It is scientifically proven that affirmations are a method for self-improvement. By practicing and regularly focusing consciously on positive thought we rewire our brain. Already in 1988, my birth year, Claude Steele a well-known social psychology professor from Stanford university, published his researches about self-affirmation process.
As human beings we need to value our integrity. Being honest with ourselves and representing our own moral principles is something that we can easily forget, when we get caught up in daily life, other people's beliefs, and external demands. Let's say you have a moral principle of never wanting to shout at your children. Because you have too many demands from your work though, you feel stressed and your parents have raised to work as hard as possible in order to provide the best for your family, you sometimes loose your patience with your children, you snap and shout. your moral principle is threatened and compromised.
It can feel frustrating when we get to the point where we realize that we did not act according to our own principles.

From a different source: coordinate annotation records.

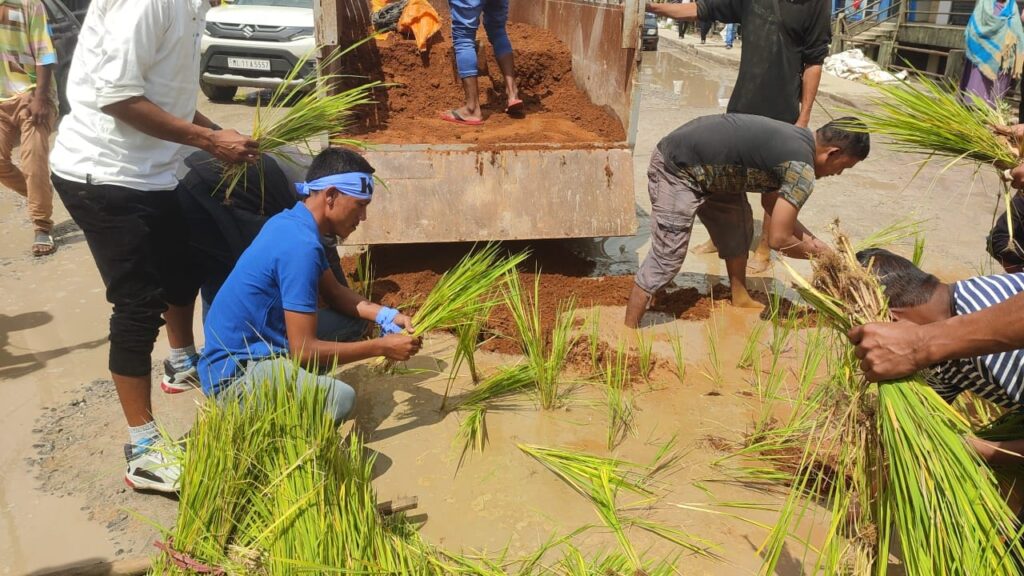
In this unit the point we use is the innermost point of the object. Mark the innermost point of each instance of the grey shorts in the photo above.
(675, 202)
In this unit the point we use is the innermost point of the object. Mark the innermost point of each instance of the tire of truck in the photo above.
(218, 93)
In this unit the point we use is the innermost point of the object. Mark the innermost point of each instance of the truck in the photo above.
(462, 193)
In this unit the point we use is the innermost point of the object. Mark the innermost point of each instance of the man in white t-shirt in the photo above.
(132, 88)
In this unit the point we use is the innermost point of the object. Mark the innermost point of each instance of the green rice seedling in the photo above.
(977, 410)
(645, 345)
(929, 117)
(313, 110)
(602, 480)
(919, 250)
(460, 294)
(365, 275)
(492, 394)
(899, 460)
(595, 339)
(546, 353)
(268, 486)
(621, 407)
(752, 347)
(677, 354)
(714, 367)
(467, 340)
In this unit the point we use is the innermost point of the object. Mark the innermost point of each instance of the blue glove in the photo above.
(385, 319)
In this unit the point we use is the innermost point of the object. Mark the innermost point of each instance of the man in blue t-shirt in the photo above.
(263, 320)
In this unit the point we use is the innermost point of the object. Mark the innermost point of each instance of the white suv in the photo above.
(254, 43)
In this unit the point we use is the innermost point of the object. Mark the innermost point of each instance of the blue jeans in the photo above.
(730, 34)
(340, 397)
(466, 21)
(330, 326)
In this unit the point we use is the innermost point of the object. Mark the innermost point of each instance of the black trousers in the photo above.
(139, 242)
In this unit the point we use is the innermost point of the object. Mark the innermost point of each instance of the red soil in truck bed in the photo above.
(557, 111)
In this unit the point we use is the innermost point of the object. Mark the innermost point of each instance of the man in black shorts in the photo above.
(704, 169)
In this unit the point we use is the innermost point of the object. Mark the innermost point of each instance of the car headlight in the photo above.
(302, 33)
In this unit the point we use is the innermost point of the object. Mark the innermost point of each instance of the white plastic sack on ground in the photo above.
(853, 65)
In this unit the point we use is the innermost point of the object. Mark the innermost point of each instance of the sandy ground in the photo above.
(62, 500)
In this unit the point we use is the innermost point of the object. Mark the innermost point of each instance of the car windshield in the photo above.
(285, 3)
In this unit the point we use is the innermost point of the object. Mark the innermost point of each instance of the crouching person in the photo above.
(704, 169)
(920, 297)
(263, 322)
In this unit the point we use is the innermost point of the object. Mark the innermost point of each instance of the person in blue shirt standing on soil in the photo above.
(465, 22)
(263, 321)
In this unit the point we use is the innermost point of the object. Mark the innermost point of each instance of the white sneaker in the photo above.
(179, 380)
(154, 469)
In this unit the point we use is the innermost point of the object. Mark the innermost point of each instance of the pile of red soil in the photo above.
(403, 275)
(557, 111)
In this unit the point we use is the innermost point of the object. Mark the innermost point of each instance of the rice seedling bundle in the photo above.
(489, 395)
(902, 462)
(301, 109)
(268, 487)
(545, 352)
(621, 407)
(459, 295)
(601, 480)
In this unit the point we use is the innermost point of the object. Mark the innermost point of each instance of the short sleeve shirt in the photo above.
(996, 377)
(780, 38)
(26, 43)
(279, 272)
(736, 153)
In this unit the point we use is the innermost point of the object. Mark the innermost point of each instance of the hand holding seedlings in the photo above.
(399, 346)
(890, 351)
(231, 147)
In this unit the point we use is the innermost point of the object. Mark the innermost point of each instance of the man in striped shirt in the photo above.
(920, 297)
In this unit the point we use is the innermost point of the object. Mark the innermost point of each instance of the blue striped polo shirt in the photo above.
(996, 377)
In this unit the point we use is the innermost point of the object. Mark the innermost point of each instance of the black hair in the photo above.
(905, 285)
(998, 244)
(337, 161)
(847, 133)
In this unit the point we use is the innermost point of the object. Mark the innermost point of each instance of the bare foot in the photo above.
(758, 263)
(705, 248)
(745, 301)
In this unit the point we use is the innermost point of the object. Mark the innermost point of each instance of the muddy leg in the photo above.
(762, 254)
(737, 282)
(635, 309)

In order to re-charge ourselves, to balance our emotions and to find back to our true self, affirmations can come in to help. Through daily affirmations we are able to restore our self-conceptions. We are strengthening our self-regard through regular explanatory statements of positive qualities that we would like to find ourselves in.
You can think of affirmation as declaring the truth about something. By consciously speaking, writing or thinking an affirmation you are telling you body and mind that this is a fact. When you commit to repeating your affirmations on a regular basis, you are assuring yourself that what you are saying is a fact, you are making it your new reality and you are thereby creating a belief. Affirmations can be used to transform old beliefs into new ones. To form new patterns in the way you think.